The group said it would mobilise its resources and leverage its administrative and logistical expertise in procurement to assist in the vaccination programme, adding that herd immunity would boost the prospects of a quicker return to full productivity and economic recovery.

But a rat race for vaccines and the opening of the process to multiple firms could result in a regulatory conundrum for the Holness administration, which is already seeing a mushrooming of informal sites in an emerging black market for rapid antigen and polymerase chain reaction tests.

A similar trend in the take-up of vaccines could fuel a frenzy among speculators and price-gouging by profiteers, potentially opening the door for scammers.

Executive director of the Trinidad and Tobago-based Caribbean Public Health Agency, Dr Joy St John, was reported by Barbados Today as saying that authorities should scrutinise the regulatory procedures surrounding mass distribution of vaccines in the region.

“I do not want bogus vaccines within the Caribbean. Already we know that there have been attempts to circulate bogus vaccines,” said St John.

“So I do not want anyone getting their hands on something that purports to be [approved] that is not.”

The logistics of the vaccination pact came up for discussion during Thursday’s meeting of a joint select committee of Parliament on the pandemic, with member Anthony Hylton wanting to know if the private sector would be making the vaccines available to Jamaicans for free.

Health and Wellness Minister Dr Christopher Tufton said that the nuts and bolts of the partnership were still being worked out but noted that Jamaica had a tradition of having parallel tracks – public sector and on the open market – to accessing drugs and vaccines.

“There may be some who can afford to pay for it, and they should.
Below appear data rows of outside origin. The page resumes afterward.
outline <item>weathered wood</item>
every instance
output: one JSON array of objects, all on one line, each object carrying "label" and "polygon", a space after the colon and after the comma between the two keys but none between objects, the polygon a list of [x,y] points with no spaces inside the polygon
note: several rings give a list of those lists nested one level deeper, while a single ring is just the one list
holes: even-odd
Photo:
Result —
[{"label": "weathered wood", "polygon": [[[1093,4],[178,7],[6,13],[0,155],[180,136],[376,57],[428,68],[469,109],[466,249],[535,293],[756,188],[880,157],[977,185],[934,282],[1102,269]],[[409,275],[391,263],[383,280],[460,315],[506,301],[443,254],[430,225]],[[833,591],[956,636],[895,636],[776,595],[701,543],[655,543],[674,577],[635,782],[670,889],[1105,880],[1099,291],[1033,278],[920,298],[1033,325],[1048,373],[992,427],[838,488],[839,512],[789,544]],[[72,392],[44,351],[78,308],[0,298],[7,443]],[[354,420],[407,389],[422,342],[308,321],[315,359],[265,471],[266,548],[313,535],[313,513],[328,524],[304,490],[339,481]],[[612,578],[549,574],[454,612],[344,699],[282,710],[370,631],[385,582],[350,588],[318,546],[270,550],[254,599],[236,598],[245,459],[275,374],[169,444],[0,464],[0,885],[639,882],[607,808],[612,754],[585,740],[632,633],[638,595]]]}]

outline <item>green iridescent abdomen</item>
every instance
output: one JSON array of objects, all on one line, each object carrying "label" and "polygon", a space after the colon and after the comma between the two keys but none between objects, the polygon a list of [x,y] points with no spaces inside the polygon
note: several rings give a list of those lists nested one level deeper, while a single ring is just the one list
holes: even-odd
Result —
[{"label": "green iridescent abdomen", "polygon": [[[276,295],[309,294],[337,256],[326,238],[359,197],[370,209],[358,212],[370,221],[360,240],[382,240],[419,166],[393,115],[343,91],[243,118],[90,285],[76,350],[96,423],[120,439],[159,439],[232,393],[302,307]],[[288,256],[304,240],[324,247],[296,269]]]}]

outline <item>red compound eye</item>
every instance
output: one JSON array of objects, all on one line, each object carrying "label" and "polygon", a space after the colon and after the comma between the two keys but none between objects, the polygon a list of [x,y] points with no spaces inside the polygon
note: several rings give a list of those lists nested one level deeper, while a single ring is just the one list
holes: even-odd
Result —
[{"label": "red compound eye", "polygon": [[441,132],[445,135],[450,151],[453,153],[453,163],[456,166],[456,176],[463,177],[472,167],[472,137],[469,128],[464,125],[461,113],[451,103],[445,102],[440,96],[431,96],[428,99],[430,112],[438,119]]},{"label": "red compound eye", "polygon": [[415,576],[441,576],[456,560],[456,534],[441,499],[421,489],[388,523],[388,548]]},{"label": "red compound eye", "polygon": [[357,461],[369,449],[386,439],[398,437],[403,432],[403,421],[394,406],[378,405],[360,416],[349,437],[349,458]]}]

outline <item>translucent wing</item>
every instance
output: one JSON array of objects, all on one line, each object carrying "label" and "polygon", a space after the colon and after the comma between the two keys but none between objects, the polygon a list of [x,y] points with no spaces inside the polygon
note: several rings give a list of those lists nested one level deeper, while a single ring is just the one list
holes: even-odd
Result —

I would encourage it, frankly speaking,” Tufton told the committee. “And for those who can’t, the public- health system has an obligation to ensure that they get.”

The Government has indicated that the deployment of the vaccine will be done in four phases, with priority being given to healthcare professionals, parliamentarians, the elderly, the police and army, firefighters, correctional staffers, among other front-line workers.

Chief Medical Officer Dr Jacquiline Bisasor-McKenzie defended the ability and certainty of the COVAX Facility – a global pool to which Jamaica and nearly 200 other countries subscribe – to deliver sufficient quotas in time for the roll-out of the island’s vaccination programme. She said that local health authorities had been assured that two billion vaccines had already been secured under COVAX.

“It is not just negotiations. They have completed signing off the documents for some of these vaccines,” Bisasor McKenzie told the committee.

Participating countries are expected to receive today the initial estimation of the actual number of doses they will receive and the timeline for the first two quarters.

The COVAX Facility is designed to accelerate equitable access by countries globally to appropriate safe and efficacious COVID-19 vaccines. Jamaica is among six Caribbean Public Health Agency members that have been provided with the full down payment required for the COVAX Facility.

Bisasor McKenzie said Jamaica is now in the process of developing its indemnity agreement, which is a commitment that drugmakers will be insulated from liability for possible ill effects from the vaccine.

“We are using a new drug, a drug that has emergency use approval in the jurisdiction in which it is manufactured, and so the manufacturers require for there to be some kind of indemnity process that would prevent them from being sued, essentially, if something goes wrong,” Bisasor McKenzie said.